The exercise of benevolence Christ never conditioned on human recognition. The publicans and heathen furnished examples on that plane. When Christianity uncovers its roots there is never anything commercial even hinted at. Sinners need salvation. That is enough. Divine love moves in the presence of necessity. Its movement is electric. Even if ingratitude smite it in the face; nay, worse, if malignancy would summon forces for its crucifixion, without relaxing an iota it breathes the prayer, "Father, forgive them, for they know not what they do." Unswervingly Christ held along, doing right because it was right. Passion in all its forms of unbalanced feeling lay far beneath His holy life. A righteous indignation against Phariseeism He felt; He was moved with compassion when He saw the people scattered abroad as sheep without a shepherd; in numberless forms in the presence of sorrow and want His emotion was stirred, but the machinations of wicked men against the establishment of righteousness, He contemplated with imperturbable equanimity. It was not merely that He had a strong faith that all such opposition was the imagination of a vain thing. He knew that it was so.

It may not be given His disciples to walk so much by knowledge as did the Master, but where He leads, they can follow in a faith that shall sustain them and give them triumph in every path of duty. Opposition may meet them. Difficulties may lie in the path. Evil men may oppose them, and good men, misinterpreting their motives and misunderstanding their work, may misrepresent them. But what matters it? Conscious in the strength that they are doing right, they will work on unhindered and undisturbed. Christian virtue finds in its own development all the reward necessary to stimulate continuance in well doing.


THE COLORED PEOPLE AT THE NEW ORLEANS EXPOSITION.

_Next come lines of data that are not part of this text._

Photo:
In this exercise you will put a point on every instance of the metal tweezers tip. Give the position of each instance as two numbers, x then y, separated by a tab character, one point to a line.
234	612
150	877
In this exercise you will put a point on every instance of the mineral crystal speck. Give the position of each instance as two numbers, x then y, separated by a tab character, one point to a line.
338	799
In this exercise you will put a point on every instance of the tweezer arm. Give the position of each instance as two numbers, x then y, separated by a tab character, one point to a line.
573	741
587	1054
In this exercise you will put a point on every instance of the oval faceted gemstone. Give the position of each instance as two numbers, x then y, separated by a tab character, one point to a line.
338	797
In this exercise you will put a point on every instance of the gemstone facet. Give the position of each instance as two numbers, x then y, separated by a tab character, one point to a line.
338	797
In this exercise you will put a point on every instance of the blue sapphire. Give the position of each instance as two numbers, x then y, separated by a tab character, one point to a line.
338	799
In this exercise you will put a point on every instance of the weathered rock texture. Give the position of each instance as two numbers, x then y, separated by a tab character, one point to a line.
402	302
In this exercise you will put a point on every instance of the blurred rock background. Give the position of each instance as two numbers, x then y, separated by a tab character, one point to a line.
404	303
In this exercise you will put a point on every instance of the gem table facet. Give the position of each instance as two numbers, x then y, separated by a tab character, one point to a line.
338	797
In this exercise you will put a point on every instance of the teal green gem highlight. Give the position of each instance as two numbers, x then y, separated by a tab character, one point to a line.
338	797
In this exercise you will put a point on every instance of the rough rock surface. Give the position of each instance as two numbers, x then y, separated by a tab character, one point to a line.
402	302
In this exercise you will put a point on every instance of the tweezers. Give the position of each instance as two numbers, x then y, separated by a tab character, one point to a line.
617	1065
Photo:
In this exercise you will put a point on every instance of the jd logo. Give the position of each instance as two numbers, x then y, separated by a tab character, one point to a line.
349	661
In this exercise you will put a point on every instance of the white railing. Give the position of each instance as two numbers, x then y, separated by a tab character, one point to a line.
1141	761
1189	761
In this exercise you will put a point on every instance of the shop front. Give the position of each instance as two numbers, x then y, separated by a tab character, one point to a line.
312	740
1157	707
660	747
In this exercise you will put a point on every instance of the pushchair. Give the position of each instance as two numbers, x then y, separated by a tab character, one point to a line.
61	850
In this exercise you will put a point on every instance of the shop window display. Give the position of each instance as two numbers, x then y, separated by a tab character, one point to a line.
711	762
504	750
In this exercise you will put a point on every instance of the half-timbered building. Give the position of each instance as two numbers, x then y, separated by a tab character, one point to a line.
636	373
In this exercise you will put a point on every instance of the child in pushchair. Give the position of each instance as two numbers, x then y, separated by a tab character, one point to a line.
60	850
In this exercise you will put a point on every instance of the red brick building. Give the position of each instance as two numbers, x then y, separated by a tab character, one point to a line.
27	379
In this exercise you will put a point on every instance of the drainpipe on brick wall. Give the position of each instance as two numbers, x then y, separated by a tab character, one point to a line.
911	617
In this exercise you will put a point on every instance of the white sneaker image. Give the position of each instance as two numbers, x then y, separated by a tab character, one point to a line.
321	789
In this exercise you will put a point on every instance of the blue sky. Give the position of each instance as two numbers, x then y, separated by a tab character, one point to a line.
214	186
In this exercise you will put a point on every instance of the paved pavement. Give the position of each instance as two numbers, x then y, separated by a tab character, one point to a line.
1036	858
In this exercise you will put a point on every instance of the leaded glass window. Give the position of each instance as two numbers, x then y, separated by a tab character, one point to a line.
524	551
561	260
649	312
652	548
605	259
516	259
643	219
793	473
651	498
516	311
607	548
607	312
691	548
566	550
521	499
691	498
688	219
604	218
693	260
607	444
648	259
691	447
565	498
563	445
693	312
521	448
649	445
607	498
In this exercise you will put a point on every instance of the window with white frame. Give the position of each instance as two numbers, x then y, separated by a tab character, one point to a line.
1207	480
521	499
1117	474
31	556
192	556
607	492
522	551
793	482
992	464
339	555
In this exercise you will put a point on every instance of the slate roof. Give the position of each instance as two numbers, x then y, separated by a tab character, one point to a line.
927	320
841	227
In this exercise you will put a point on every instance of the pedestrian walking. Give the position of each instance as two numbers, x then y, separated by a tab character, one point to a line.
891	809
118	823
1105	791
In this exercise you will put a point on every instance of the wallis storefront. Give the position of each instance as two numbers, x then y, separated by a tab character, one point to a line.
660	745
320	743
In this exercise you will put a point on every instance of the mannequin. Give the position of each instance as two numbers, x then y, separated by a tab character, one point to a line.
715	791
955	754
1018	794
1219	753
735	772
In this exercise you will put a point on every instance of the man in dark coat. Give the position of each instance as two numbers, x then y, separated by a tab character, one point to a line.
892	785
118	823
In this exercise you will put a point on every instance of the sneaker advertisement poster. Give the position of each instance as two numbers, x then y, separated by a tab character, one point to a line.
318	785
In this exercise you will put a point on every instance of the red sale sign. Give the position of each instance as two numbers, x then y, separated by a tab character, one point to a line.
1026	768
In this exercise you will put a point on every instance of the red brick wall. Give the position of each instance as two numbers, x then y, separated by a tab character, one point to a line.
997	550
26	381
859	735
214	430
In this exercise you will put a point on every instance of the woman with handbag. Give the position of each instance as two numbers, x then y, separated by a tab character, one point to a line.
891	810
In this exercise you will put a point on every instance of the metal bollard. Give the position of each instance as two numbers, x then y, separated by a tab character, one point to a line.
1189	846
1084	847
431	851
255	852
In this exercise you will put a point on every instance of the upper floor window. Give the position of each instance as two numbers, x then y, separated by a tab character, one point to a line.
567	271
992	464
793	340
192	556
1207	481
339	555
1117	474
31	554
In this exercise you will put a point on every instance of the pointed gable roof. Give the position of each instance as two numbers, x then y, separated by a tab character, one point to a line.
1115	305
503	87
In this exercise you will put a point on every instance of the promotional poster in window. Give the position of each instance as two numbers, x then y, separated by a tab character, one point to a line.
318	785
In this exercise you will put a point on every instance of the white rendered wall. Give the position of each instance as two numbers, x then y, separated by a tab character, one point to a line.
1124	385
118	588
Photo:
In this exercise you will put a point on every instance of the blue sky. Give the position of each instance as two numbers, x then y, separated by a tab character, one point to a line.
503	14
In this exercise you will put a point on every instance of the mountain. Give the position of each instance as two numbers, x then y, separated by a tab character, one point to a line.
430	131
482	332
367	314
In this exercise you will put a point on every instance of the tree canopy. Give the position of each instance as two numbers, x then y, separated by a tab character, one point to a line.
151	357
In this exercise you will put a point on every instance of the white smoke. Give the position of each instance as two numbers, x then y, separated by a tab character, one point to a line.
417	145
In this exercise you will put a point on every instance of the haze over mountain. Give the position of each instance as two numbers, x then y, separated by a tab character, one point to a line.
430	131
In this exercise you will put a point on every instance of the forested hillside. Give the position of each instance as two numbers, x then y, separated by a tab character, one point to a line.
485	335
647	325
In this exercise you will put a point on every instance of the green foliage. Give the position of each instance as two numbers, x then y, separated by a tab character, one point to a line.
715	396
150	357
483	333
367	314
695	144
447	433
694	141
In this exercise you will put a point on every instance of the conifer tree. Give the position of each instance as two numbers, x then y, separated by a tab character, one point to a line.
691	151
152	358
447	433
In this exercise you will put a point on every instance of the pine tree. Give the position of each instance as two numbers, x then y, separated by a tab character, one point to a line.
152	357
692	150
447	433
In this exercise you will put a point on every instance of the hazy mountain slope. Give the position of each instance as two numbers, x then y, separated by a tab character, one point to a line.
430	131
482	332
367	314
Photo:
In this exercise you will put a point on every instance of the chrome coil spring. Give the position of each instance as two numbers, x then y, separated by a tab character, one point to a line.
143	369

The colored people of the United States are just twenty years out of the house of bondage. With long centuries of barbarism and two hundred and fifty years of slavery behind them, they started out homeless, landless, moneyless and experienceless. The New Orleans Exposition was to have exhibits from all lands: Asia, with its millennium of transmitted achievements; Europe, with its centuries of enlightened development; the United States, with their wonderful improvements on the best the world had produced, were all to be there. What show could the twenty-year-old freedmen make in such company? The very idea of their attempting to put in an appearance would seem absurd.

But the colored people desired at least to stand up and be counted. They determined to be there. The entire gallery in one end of the immense Government building was assigned them, and the specimens of their skill more than filled it. They came from nearly every State and Territory in the Union. Their exhibits represented almost every department of mechanical, agricultural and artistic skill. Excellence in workmanship, fertility in invention, tastefulness in the fine arts, were all displayed to a remarkable degree in the large collection. Southerners and Northerners were alike astonished at what their eyes beheld. Those who thought that the negro has no higher mission than to be a "hewer of wood and drawer of water," were compelled either to change their minds or else to say they did not believe that the colored people did the work. It was amusing to hear the remarks of some of the latter class, as they looked at some beautiful specimens of negro handicraft or ingenuity.

It may interest the readers of the Missionary to glance at the great variety of lines along which negro ability put itself on exhibition.

Examination papers from schools were very numerous, showing proficiency in penmanship, spelling, arithmetic, algebra, geometry, free drawing, grammar and translations from the classics; fine needlework of all kinds; millinery; dress-making, tailoring; portrait and landscape painting in oil, water-colors and crayon; photography; sculpture; models of steamboats, locomotives, stationary engines, and railway cars; cotton presses, plows, cultivators, and reaping machines; wagons, buggies; tools of almost all kinds, from the hammer of the carpenter to the finely-wrought forceps of the dentist; piano and organ (both pipe and reed) making; carpentry, cabinet-making; upholstery; tin-smithing; black-smithing, boot and shoe making; basket and broom making; pottery, plain and glazed; brick-making; agricultural products, including all the cereals and fruits raised in the country; silk-worm culture; fruit preserving; flour from a mill, and machinery from a foundry owned by a colored man; patented inventions and improvements, nearly all of them useful and practical, were quite numerous; drugs and medicines; stationery, printing and publishing.